SESSİZ AYAKLAR

289 14 7
                                    

 Derin bir nefes aldı.Heyecanlanmamalıydı.Çadırın arkası şimdilik güvenli gözüküyordu.Az mesafesi kalmıştı çitlerin bitimine.Kendi askerleri şafağa kadar burada olmayacaklardı.Bu yüzden kendi başının çaresine bakmalıydı.

 Birden iki barbar'ın çadıra doğru yürüdüklerini gördü.Eğer içeri girerlerse bu Hargar için ölüm demekti.İçerideki mumları yakacaklar ve Hargar'ın çadırın içinde kocaman bir gölgesi oluşacaktı.

 İçeri girdiler.Seslerine bakılırsa bir kadın ve bir erkek vardı içeride.Birşeyler yapmalıydı.Etrafına baktı.Görünürde saklanacağı hiçbir yer yoktu.İçeridekiler birşeyler konuşuyordu ama hala mumları yakmamışlardı.

 Hargar ölümü göze alıp vücudunun tamamı çıkacak şekilde kafasını uzattı.Bir çadır daha çarptı gözüne.Çıkışa en yakın çadırdı.

 Hargar çadırı görmüştü.Fakat bir sorun vardı;

 ''Hah!Neydi o?''

 Diyerek çadıra doğru yürümeye başladı bir barbar.Hargar'ın yapacağı hiçbirşey yoktu,Onu gizlice avlamaktan başka.

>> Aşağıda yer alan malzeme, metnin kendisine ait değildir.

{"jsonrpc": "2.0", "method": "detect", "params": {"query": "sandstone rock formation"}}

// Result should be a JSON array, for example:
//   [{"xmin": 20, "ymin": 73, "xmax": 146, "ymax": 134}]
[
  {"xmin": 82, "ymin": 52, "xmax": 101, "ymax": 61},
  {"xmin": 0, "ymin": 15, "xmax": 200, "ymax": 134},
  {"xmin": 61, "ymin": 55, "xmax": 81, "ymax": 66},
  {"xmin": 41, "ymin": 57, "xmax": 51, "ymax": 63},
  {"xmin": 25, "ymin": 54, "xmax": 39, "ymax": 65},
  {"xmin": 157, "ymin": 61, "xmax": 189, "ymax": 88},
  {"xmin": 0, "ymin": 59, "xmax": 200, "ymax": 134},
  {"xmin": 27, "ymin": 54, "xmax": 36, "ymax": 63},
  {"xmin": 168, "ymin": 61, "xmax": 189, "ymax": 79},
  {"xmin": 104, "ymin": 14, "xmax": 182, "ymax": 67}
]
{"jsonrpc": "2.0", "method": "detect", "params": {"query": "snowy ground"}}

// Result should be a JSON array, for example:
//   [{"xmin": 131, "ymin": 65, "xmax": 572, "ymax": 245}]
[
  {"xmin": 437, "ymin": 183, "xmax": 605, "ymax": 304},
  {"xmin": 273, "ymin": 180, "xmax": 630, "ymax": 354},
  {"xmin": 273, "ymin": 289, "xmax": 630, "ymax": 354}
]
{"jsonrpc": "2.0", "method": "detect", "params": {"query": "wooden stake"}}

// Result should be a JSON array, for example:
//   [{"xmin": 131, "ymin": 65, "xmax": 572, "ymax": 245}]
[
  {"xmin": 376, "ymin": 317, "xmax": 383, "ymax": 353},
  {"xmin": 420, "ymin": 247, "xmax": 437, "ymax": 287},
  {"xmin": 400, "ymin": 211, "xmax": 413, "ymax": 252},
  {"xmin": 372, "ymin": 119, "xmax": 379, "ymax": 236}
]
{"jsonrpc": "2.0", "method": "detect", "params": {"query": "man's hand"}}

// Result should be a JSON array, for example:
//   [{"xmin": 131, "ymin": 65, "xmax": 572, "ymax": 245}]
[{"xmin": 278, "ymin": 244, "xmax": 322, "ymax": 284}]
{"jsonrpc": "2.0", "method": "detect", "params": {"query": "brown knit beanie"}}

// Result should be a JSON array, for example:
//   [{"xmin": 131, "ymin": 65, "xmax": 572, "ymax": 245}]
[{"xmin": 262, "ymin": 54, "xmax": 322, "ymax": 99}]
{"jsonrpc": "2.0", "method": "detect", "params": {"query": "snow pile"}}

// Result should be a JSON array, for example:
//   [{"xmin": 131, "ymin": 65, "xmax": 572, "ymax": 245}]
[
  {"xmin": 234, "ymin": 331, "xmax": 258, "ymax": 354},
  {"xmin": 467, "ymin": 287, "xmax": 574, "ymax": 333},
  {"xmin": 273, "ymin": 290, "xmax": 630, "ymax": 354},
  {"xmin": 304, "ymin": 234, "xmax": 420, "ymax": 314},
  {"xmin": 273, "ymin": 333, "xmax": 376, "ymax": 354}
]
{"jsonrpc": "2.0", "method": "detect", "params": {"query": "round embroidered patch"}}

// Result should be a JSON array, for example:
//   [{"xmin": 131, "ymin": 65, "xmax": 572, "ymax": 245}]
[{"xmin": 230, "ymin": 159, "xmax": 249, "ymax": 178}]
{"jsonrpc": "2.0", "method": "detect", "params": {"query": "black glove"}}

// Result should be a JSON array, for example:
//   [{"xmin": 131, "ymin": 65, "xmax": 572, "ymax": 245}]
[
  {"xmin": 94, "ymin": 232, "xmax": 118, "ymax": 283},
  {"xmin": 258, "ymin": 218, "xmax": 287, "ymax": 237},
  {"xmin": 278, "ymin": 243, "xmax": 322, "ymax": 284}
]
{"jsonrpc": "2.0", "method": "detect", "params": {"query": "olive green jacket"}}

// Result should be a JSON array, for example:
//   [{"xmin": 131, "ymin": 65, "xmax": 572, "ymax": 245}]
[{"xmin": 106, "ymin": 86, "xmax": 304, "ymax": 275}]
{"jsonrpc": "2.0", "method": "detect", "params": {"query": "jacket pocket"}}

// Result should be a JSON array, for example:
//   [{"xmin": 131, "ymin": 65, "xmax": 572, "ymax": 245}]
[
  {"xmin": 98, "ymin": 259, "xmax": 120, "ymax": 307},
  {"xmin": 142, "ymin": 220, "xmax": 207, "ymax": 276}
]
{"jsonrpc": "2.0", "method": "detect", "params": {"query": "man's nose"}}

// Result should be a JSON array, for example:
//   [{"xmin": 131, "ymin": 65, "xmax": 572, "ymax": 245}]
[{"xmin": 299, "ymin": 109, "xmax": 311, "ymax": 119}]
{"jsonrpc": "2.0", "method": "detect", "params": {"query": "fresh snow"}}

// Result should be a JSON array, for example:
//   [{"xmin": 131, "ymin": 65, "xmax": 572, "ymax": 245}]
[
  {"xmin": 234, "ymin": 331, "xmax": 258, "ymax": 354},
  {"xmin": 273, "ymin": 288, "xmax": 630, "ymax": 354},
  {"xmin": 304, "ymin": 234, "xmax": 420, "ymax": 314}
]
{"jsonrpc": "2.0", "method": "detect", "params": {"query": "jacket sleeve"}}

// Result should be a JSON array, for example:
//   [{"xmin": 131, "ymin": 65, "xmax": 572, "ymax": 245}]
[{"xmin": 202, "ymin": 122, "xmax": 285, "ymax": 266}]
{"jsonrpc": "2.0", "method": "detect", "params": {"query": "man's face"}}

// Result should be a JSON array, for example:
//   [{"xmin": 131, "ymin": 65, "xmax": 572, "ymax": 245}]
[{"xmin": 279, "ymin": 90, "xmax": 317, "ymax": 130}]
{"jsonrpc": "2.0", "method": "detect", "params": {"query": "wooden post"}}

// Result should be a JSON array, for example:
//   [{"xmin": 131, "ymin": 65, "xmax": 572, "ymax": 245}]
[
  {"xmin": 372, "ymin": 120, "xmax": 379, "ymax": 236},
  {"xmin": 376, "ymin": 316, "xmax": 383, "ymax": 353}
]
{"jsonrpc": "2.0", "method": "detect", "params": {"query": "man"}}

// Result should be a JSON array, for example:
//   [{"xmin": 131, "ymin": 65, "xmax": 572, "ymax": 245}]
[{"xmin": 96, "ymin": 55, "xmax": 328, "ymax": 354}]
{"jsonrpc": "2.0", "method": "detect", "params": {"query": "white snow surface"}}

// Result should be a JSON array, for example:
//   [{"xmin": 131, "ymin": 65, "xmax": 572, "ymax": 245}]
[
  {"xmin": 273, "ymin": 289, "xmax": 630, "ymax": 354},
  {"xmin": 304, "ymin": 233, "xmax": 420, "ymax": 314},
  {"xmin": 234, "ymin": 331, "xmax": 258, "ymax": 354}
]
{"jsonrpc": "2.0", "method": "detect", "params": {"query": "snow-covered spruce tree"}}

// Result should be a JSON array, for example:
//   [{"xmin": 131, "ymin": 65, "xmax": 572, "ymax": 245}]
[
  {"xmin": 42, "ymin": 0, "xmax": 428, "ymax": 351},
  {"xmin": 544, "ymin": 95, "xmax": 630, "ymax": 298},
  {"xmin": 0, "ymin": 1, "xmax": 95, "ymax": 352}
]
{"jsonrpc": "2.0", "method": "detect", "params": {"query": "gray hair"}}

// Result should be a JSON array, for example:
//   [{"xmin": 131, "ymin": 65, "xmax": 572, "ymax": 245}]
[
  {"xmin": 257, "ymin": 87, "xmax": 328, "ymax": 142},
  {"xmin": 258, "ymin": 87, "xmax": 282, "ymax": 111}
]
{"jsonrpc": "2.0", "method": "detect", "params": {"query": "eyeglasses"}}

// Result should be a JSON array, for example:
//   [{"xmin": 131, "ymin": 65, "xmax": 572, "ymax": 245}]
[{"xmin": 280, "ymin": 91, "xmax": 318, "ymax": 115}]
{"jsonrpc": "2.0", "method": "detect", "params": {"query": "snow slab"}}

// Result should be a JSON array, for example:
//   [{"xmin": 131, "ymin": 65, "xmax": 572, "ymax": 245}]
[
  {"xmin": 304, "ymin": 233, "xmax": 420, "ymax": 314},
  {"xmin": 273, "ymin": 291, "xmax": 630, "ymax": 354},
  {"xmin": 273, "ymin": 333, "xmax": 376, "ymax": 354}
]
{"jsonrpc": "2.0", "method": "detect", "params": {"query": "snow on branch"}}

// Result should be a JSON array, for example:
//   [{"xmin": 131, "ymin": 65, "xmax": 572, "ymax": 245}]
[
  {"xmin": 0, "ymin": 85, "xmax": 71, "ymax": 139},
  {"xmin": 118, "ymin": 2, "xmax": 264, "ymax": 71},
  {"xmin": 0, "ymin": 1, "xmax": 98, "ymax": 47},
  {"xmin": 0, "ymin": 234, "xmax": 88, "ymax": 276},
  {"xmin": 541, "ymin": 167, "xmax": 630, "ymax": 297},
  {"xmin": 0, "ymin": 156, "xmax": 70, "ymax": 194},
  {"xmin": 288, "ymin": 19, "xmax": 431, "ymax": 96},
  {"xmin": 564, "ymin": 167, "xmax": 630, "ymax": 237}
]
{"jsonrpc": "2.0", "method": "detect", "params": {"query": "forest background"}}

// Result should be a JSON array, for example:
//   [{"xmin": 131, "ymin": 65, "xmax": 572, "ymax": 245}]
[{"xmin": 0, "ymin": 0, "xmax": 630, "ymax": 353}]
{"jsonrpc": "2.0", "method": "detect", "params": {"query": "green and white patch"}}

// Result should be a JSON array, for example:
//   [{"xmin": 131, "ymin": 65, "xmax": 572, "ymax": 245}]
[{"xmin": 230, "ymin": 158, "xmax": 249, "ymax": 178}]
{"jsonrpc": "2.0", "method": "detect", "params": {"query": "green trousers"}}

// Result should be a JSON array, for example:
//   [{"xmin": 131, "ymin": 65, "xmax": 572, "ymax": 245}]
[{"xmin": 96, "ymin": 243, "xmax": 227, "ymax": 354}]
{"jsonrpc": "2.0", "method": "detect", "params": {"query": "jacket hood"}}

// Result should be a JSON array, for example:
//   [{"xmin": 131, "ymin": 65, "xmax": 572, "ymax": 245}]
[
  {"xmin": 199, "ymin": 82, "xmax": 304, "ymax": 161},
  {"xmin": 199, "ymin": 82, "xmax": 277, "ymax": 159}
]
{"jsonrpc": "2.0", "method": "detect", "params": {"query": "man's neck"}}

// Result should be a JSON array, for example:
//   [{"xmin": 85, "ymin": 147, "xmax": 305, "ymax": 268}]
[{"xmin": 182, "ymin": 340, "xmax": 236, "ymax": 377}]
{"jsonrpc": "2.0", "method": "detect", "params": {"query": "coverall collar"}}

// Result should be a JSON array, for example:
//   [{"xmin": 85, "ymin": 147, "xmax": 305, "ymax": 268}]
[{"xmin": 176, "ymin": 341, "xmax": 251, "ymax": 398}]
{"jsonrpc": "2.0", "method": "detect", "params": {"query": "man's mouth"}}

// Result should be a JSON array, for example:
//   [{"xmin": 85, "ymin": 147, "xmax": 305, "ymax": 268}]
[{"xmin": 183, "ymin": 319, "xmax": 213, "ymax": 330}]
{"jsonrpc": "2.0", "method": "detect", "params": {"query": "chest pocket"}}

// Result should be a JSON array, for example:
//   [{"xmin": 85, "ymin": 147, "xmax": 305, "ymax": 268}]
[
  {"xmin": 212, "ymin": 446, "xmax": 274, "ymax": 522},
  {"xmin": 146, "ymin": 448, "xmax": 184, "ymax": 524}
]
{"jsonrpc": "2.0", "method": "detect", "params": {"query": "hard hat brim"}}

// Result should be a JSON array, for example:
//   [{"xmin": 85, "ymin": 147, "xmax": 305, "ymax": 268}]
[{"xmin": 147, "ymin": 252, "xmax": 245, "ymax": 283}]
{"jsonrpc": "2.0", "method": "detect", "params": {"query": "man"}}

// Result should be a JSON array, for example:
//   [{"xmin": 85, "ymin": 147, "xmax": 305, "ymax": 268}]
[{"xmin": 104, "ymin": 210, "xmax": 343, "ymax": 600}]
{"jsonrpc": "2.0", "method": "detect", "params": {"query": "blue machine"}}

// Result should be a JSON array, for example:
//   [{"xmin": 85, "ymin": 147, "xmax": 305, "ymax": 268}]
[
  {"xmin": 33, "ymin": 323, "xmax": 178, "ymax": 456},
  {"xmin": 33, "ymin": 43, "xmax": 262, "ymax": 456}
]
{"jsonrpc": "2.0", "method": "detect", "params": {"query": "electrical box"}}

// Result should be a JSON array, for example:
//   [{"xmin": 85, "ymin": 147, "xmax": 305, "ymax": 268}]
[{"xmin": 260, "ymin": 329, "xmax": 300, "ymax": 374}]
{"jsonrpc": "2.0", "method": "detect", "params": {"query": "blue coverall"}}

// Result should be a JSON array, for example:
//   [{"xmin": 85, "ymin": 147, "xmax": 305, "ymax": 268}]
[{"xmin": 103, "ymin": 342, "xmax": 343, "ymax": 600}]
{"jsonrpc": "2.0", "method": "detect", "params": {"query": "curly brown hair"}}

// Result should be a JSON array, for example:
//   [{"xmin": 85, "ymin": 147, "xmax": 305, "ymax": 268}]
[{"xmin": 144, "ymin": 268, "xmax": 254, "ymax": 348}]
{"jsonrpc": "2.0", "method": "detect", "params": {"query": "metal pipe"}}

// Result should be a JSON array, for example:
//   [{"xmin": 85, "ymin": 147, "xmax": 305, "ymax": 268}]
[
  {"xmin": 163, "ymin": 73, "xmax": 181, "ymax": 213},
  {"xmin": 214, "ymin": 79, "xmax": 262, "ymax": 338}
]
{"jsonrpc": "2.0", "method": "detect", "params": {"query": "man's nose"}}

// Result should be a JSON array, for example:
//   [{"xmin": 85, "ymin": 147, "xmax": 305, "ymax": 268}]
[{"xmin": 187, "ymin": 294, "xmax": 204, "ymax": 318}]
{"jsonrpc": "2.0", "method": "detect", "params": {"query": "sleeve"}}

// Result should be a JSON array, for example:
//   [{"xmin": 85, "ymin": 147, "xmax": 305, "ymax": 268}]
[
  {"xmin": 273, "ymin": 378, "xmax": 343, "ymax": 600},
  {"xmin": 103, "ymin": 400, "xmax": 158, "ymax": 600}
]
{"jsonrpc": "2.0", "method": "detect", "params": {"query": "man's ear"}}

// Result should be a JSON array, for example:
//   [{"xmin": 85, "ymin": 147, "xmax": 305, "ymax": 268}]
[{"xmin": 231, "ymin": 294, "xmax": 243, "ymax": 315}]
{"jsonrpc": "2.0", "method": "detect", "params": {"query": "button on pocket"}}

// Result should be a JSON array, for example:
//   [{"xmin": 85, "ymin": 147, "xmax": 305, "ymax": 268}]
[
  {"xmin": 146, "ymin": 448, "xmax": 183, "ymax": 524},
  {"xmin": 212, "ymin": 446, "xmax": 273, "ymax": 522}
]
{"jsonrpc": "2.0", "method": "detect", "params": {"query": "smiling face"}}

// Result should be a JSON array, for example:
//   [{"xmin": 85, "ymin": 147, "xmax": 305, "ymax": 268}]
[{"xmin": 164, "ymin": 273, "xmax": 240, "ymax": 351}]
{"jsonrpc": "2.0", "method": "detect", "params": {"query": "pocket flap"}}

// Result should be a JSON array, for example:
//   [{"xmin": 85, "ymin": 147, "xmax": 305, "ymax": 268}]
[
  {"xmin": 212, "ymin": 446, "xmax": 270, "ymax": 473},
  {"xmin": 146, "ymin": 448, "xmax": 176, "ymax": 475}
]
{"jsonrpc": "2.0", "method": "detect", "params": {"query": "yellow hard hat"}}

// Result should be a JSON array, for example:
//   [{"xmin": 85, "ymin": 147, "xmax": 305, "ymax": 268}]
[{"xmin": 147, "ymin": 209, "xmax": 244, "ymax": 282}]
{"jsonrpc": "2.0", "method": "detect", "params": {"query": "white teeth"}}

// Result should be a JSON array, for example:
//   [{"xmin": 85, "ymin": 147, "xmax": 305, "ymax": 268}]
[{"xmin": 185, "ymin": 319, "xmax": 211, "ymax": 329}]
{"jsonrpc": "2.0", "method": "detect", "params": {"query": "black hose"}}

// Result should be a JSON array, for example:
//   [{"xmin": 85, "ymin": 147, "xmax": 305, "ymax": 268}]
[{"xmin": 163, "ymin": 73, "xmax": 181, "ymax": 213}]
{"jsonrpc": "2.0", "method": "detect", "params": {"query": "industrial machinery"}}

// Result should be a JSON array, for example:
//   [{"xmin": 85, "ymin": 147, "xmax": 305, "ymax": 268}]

  Kılıcını olabildiğince sessizce çıkardı kılıfından.Sıkıca kavradı.Barbar yaklaşıyordu.Çadırın yanına kadar geldi.Aralarında sadece bir veya iki adım kalmıştı.Hazırlandı kral.Derin bir nefes aldı ve barbar onu gördüğü anda bağırmaya zamanı kalmadan kılıcının sapıyla burnuna bir darbe indirdi ve yaşına göre müthiş bir hızla sırtını göğsüne dayayarak ağzını kapadı.Burnundan oluk oluk kanlar akıyordu.Daha fazla uzatmadan kılıçla boğazını tek hamlede kesti ve hortum gibi fışkıran kanların etrafa dağılmasını önlemek için,sırtındaki pelerine benzeyen tülü boğazına bağlayıp sıktı.Kollarını ve bacaklarını tutup can vermesini bekledi.Sonunda hareketsiz kaldı barbar.Öldüğünü anladı.Akan terini sildi.''Burdan kurtulunca hepinize daha kötüsünü yapacağım lanet herifler.'' diye fısıldadı.Öfkesi gözlerinden okunuyordu.

 Fazla vakit kaybetmeden etrafı kontrol etti ve hiçkimsenin olmadığından emin olarak,sessiz adımlarla yürüdü diğer çadırın arkasına.

 Çıkışa her attığı adımda içindeki umut filizi biraz daha yeşeriyordu.Aklında bir plan oluşturmaya başladı.

 ''Ne kadar gözükmeden devam edebilirsem o kadar avantajlı olurum.Beni gördüklerindede koşmaya başlarım şansım varsa attıkları mızraklar ve oklardan sıyrılırım.Eğer kaçmayı başarırsam bir ağaç kavuğunun altında Waynar'ı beklerim.'' diyerek planı aklına kazıdı.

 Artık hazırdı.Sonucu öğrenme vakti gelmişti.Zırhlarının bağlarını iyice sıktı.Boynuzlu miğferini aldı başından ve ona uzunca baktı.Geçen günlerde yağan yağmurdan kalan küçük bir göle elini daldırdı ve yüzündeki pisliği azda olsa temizledi.Sol eliyle miğferinin sol boynuzunu,sağ eliylede sağdakini tutarak daha önce hiç yapmadığı birşeyi yaptı,tanrıya seslendi.

 ''Sen yukarıdaki,eğer gerçekten varsan,eğer gerçekten oradaysan bana bunu şimdi kanıtla.Ya beni hızlıca öldür,yada topraklarıma geri dönmemi sağla,seçim senin..'' dedi.Miğferini öptü ve başına sıkıca yerleştirdi ve

 ''Hadi yapalım artık şunu'' diyerek harekete geçti.